Quote from: neptune on March 23, 2011, 01:26:15 PM
Hi Rosemary, Poynt 99 does not seem to be about at the moment , so can I offer my opinion on what he is saying ? The Fet is acting as a closed switch , and its resistance is assumed to be negligible . So we just have 2 resistors connected in series across a 60 volt battery , We have the load resistor , 11 ohms . And we have the shunt , at one quarter ohm . Imagine instead that the load resister is 10 ohms .and the shunt is one ohm . Now , if we measure the voltages across each resister in turn , we find the the voltage across the load is ten times the voltage across the shunt .That is how he arrives at his voltage figure , being the voltage across the shunt .So going back to the original values , the load will have 44 times the voltage across it than the voltage across the shunt . There will be approx 58.6 volts across the load and about 1.3 volts across the shunt . 58.6 plus 1.3 = 59.9 volts . Near enough for me , and I failed my maths exams .@Poynt99 feel free to tell me if I am wrong .

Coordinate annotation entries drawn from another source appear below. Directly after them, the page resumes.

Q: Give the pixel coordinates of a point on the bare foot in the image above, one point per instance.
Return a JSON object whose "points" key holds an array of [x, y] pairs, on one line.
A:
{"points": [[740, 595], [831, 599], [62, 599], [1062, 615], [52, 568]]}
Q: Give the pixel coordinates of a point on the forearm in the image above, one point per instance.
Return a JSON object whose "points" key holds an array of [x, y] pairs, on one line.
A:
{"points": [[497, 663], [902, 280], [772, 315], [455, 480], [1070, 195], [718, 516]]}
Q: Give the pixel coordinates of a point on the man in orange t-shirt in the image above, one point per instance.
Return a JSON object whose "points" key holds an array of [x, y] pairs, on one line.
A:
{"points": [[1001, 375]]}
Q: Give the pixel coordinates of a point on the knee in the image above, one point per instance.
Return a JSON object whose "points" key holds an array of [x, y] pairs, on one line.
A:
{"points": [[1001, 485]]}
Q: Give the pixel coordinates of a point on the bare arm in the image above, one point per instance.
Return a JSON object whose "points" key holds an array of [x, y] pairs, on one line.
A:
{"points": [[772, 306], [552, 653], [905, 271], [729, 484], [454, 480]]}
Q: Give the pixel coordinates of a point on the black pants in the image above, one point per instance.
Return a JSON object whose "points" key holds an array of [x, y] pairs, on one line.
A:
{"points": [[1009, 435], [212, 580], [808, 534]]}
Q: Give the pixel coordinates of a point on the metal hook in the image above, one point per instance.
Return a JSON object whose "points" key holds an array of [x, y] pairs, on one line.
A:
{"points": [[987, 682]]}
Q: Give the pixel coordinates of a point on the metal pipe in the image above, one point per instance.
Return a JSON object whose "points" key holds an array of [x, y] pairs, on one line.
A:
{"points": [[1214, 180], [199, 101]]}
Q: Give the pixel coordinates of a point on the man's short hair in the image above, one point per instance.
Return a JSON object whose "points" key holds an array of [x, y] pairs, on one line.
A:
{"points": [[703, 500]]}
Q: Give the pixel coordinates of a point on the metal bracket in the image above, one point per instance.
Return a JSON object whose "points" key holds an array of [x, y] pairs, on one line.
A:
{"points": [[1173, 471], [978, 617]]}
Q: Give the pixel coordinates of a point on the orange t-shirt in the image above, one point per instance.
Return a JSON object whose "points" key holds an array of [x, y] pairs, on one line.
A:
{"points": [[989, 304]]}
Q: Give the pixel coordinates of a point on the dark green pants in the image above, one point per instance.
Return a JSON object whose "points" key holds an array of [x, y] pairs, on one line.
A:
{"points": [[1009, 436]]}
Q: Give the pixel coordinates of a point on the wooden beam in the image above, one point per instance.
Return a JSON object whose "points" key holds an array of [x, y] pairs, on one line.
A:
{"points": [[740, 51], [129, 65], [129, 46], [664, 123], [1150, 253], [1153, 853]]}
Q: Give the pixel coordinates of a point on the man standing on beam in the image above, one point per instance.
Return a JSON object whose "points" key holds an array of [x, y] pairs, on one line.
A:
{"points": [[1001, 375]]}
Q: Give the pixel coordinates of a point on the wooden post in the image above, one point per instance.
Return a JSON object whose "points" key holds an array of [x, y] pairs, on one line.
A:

Ok.  Thanks Neptune.  I'm still not sure why one doesn't take the actual voltage reading.  But it's close - so.  I get it. A kind of check?

Now I'd be very glad if Poynty could print those pictures.  I've finally opened them - but would be glad to get them up here - in case anyone, like me, struggles.  Can you oblige us Neptune?  Someone?

Kindest regards,
Rosie

woopy

Hi Mag and Rose

i made a quick test with a MO high voltage cap with 0.95 micro F, so it discharge fast enough to see what is going on here.

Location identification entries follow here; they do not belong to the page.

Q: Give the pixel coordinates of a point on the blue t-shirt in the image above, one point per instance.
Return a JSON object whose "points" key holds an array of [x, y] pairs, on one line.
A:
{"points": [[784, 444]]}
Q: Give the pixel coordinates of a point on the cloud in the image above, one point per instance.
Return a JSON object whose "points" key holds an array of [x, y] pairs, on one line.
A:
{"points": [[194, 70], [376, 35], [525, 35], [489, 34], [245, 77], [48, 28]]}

The battery is at about 4.6 volt and goes to a BAT 43 schotky diode (very few lost in voltage) than to the 220mH inductance(primary of MOT)  ant than to the cap and back to the negative.

I enclose a scope shot .
when i close the circuit the voltage jump to 7.6 volts than the cap descharge down to 4.6 volt (that is the battery voltage, and stay at this value until i open the circuit and the cap goes on descharging.

The best result i got today is a 1.7 time the voltage supplied. In this pix it is 7.7 volts(the freewheeled voltage ) / 4.6 volt (the supplied voltage) = 1.67

Not bad at all.

And in this config (but with a much stronger diode a BYV26D ) , by shorting the cap i can get really high voltage (MORE than 400 volts) impressive.

Now how to use this effect ?

Will test your new circuit ASAP, any idea for the resistor value?

good luck at all

Laurent


penno64

Last time - I promise

posted feb 19 in shorting coil thread -


********************
Hi All,

How pertinent is this guys video now ? (1 and 2)

http://www.youtube.com/user/NRGFromTheVacuum#p/u/10/2cUS03yNl40

Looks like it's been under our noses all this time and we couldn't see the forest for the trees.

Kindest Regards, Penno
________________________________________________________

Penno, (Garry)

nul-points

Quote from: woopy on March 23, 2011, 02:05:51 PM
Will test your new circuit ASAP,

Laurent

hi Laurent

nice testing - but you may want to reconsider Mags idea of a diode across the battery/switch - as shown, it's forward biased and if the switch gets closed for too long, then the 'magic smoke' is likely to to get released from either the new diode or the battery!  :)

interesting to see that shorting the capacitor has such a strong effect - especially when the current fashion seems to be 'shorting coils'!!!